1. Bayesian models do relatively better when data is wide (more columns). This was expected. Wide data means bigger network, means there is more information implicit in the network structure. This is information that we hardcode into the Bayesian model, information that XGBoost doesn’t have.
2. Bayesian models do relatively better when data is short (less records). This was also expected, for the same reason. When data is short, the information contained in the network counts for a lot. With more records to train on, this advantage gets less important.
3. pymc’s MAP does poorly in terms of accuracy and is terribly slow, slower than MCMC. This one is a bit of a mystery.
4. For MCMC, longer burn-in gets better results, but takes more time. Duh.
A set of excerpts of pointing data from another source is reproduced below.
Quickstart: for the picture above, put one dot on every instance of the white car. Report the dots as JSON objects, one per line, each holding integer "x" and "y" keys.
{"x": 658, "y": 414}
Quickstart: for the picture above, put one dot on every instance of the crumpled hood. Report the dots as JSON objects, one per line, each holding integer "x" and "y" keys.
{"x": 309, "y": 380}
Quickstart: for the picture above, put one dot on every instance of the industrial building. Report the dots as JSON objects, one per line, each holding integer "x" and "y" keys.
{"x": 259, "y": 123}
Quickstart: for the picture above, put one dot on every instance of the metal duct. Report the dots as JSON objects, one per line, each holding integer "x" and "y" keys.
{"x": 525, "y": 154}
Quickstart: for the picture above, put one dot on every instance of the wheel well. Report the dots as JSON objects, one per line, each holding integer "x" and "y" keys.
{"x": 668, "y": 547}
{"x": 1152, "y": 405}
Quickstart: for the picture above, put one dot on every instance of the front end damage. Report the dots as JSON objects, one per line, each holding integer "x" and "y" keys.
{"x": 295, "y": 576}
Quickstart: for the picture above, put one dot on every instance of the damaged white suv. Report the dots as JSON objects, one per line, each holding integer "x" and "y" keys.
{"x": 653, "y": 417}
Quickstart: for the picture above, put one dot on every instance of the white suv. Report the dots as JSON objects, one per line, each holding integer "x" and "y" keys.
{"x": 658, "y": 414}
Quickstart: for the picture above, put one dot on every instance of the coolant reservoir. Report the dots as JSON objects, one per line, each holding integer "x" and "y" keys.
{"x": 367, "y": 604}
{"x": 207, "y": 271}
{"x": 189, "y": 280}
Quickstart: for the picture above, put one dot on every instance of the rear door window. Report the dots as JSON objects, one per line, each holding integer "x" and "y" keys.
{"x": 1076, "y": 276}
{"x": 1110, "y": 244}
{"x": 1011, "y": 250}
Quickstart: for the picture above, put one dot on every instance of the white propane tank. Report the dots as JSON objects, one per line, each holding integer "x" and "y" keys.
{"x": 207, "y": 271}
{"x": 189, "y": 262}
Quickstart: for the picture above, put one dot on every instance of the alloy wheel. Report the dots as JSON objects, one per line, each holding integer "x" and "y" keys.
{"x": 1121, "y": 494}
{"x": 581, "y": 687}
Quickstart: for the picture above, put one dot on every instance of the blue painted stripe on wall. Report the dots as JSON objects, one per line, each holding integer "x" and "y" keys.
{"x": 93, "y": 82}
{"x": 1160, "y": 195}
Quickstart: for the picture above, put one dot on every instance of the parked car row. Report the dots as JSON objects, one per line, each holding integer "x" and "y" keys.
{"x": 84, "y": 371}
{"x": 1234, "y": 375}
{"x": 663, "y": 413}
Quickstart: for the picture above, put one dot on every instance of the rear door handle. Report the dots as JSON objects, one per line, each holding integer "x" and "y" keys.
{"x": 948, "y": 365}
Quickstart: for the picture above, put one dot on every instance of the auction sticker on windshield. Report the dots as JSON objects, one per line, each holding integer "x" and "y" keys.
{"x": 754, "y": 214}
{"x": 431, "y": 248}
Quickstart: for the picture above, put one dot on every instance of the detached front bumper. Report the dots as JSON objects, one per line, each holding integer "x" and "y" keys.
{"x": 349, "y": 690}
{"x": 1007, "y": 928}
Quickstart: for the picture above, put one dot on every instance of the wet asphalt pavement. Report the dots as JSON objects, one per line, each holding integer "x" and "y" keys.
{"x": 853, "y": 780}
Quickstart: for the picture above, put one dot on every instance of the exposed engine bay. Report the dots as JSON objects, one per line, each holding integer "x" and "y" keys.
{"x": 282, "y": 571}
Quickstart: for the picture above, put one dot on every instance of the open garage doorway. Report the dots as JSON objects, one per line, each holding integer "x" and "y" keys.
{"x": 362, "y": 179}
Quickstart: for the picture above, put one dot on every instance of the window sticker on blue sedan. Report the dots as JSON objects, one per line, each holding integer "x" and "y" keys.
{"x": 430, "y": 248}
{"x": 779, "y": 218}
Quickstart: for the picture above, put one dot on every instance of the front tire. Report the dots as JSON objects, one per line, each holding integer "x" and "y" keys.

5. MCMC model accuracy deteriorates as data gets bigger. I was surprised when I saw it, but it hindsight it’s clear that it would be the case. Bigger data means more missing values, means higher dimensionality of the space MCMC has to explore, means it would take more iterations for MCMC to reach a high likelihood configuration. This could be alleviated if we first learned the most likely values of the parameters of the network and then used those to impute the missing values one record at a time.
6. XGBoost rocks.

Overall, I count this experiment as a successful proof of concept, but of very limited usefulness in its current form. For any real world application one would have to redo it using some other technology. pymc is just not up to the task.